Another six months had passed, and winter arrived once again. Nuzzled in my tattered hoodie and beanie, I walked to 7-11. After quitting another job, I had enough money left to buy one more six pack. I walked with beer in hand to the stump. After finishing two beers, and not seeing her arrival, I walked toward the bleachers drinking two more on the way. I sat on the bleachers sipping the remaining two beers. Eventually, I reached the bottom of the final bottle. My eyes wandered around the field and I thought of Ottalina. I wondered if she could remember my face like I couldn't remember hers. I wondered if she flew safely to where she rushed away to and if she was okay without her cigarettes. I pulled her pack from my hoodie and placed one in my mouth. My hands shivered from the cold as I rustled through my pockets for a lighter. After searching, my arms dropped in defeat. My eyes watered and a ducked my head low to my lap. A year had passed and I was beginning to miss her. I wanted to leave. I wanted to leave everything behind and find love with her. I hadn't felt good since she left, and the bad I was left in was sinking into every part of me. I remembered I told her I'd wallow in the bad, it was how I lived. So why hadn't she come yet?

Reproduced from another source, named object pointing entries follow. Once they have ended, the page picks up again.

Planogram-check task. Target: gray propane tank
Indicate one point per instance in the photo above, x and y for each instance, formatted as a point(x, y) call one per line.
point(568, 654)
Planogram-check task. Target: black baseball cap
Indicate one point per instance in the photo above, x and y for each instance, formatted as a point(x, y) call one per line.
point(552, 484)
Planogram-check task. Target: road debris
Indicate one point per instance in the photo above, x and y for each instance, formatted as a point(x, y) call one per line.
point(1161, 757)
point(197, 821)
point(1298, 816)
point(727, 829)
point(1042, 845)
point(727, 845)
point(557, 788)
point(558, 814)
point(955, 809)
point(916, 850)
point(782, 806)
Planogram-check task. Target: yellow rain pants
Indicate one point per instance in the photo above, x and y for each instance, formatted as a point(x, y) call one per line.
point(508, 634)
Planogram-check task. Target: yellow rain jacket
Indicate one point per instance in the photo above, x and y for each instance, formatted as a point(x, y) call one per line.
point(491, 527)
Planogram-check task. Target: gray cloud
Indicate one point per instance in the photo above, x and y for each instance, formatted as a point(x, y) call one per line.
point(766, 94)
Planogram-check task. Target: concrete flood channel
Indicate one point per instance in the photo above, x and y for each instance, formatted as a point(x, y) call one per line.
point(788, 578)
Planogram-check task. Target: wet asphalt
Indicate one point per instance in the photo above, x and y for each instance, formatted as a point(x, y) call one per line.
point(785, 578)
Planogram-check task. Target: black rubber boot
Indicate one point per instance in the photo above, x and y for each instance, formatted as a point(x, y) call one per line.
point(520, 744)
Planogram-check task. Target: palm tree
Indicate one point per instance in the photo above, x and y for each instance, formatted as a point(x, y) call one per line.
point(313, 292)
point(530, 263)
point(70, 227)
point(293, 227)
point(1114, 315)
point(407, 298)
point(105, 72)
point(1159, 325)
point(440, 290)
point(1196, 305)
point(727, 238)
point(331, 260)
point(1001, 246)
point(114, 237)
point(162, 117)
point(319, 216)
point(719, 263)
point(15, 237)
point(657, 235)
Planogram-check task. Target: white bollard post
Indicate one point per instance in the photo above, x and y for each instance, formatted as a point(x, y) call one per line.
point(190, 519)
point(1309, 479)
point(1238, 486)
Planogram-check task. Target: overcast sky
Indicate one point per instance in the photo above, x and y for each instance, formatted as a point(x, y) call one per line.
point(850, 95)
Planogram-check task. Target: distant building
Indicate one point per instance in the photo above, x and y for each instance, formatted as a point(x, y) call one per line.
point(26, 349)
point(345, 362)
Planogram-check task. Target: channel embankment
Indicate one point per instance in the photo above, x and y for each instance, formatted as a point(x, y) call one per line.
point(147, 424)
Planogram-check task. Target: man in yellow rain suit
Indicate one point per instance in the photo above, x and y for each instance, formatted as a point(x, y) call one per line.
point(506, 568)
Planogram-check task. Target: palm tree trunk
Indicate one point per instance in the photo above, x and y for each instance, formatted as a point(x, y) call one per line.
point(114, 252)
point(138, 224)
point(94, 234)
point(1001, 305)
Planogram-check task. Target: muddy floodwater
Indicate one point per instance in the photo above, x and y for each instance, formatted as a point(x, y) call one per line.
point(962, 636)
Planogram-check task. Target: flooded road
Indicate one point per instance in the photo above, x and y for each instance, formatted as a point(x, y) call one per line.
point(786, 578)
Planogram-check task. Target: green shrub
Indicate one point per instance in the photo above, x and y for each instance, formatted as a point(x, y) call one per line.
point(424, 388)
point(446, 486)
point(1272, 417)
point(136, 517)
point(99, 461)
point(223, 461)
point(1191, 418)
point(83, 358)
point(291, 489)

I threw my head to the sky once more, with the unlit cigarette slipping from my mouth, and screamed.
"I take it you're ready to leave?" she said.
Ottalina held my head with one hand and squeezed the cigarette in my mouth with the other. My eyes split open, pouring tears. I inhaled softly and exhaled deeply. My hero floated in front of me, smiling.
"I'm a little late, aren't I?" she said.
YOU ARE READING
Groundhogs
RomanceFree, a mid-twenty year old man, has become lost in a vicious cycle of self-sabotage. Still reeling from his indecipherable emotions, he meets a new friend, Ottalina. After a few chance encounters, the two decide to run away together. Unbeknownst to...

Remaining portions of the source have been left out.